SpaceX Loses 40 Of 49 Starlink Satellites Due To Geomagnetic Storm
NDTV
SpaceX, the Elon Musk-owned commercial space company, said 40 of the 49 satellites it launched on February 3 "will reenter or already have reentered" Earth's atmosphere due to the storm.
Billionaire tech entrepreneur Elon Musk's ambitious Starlink project suffered a massive hit this week when its almost 40 satellites were damaged by a geomagnetic storm recently. SpaceX, the Elon Musk-owned commercial space company, said 40 of the 49 satellites it launched on February 3 “will reenter or already have reentered” Earth's atmosphere due to the storm. It added that the storm caused “up to 50 percent higher drag than during previous launches” and prevented the satellites from reaching their intended orbit. If things go well, Falcon will launch about once a week on average in 2022, delivering ~2/3 of all Earth payload to orbit
“Unfortunately, the satellites deployed on Thursday were significantly impacted by a geomagnetic storm on Friday,” SpaceX said in a statement.

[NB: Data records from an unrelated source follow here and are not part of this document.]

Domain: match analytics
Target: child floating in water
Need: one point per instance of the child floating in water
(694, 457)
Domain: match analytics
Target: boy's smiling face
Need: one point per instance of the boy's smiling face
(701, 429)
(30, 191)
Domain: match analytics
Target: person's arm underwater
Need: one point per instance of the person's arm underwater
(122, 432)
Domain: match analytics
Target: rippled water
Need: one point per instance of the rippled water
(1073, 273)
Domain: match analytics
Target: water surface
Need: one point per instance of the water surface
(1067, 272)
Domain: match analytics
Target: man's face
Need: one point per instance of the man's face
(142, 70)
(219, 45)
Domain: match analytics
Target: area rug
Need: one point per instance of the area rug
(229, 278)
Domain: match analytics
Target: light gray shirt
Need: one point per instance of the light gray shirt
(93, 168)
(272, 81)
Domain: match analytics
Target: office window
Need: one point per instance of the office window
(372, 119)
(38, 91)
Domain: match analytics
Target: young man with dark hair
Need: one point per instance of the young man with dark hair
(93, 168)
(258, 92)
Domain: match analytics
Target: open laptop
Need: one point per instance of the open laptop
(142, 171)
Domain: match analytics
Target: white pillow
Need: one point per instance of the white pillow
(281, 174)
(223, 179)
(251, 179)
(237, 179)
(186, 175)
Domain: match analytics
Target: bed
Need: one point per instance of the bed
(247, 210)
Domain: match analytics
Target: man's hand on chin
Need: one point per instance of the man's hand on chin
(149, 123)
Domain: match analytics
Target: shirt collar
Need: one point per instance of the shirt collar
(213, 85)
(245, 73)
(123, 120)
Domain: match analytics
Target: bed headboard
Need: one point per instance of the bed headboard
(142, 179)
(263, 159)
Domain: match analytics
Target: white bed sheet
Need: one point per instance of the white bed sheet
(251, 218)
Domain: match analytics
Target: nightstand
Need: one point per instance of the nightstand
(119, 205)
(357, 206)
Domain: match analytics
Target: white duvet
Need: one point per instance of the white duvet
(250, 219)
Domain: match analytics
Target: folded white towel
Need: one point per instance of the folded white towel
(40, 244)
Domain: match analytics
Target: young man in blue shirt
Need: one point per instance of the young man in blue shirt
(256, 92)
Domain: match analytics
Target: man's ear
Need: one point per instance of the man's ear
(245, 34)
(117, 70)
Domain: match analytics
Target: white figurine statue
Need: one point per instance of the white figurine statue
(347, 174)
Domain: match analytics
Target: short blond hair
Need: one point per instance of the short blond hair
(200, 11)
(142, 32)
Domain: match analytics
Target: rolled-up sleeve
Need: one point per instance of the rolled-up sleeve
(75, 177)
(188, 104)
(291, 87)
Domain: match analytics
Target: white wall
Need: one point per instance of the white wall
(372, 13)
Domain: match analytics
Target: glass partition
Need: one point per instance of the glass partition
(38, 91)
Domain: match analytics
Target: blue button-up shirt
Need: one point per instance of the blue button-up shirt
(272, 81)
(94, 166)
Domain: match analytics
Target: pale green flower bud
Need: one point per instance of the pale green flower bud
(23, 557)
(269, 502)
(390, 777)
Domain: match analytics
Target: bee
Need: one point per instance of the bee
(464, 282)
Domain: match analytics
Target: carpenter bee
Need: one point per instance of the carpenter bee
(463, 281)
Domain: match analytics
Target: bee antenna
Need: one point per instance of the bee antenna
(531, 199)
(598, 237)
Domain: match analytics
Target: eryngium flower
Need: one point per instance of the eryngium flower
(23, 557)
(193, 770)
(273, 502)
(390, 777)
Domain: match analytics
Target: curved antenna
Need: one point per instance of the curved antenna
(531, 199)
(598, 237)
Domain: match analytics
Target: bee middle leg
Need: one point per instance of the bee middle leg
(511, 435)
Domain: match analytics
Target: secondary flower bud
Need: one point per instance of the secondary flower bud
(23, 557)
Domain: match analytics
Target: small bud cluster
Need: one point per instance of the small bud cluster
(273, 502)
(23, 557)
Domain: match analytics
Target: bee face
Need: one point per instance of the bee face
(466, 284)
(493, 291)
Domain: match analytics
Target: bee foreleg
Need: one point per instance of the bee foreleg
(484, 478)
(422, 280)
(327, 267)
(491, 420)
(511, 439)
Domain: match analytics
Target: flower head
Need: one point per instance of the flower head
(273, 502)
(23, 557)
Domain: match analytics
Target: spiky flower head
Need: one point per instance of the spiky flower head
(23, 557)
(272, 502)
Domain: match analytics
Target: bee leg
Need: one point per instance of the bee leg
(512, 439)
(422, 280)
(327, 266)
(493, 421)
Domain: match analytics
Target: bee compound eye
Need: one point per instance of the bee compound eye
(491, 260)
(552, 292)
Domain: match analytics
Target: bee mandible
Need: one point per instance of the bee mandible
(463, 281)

The company added that engineers tried to fly the satellites like a “sheet of paper” in a bid to reduce the drag but it seems only nine satellites managed to survive the geomagnetic storm. The nearly 40 satellites that failed to reach their orbit pose “zero collision risk” with other satellites. When they enter Earth's atmosphere, these satellites will die on their own, meaning there will be no orbital debris and no satellite part will hit the ground, SpaceX added in the statement.
SpaceX acknowledged that deploying satellites at low altitudes comes “at a considerable cost to us”.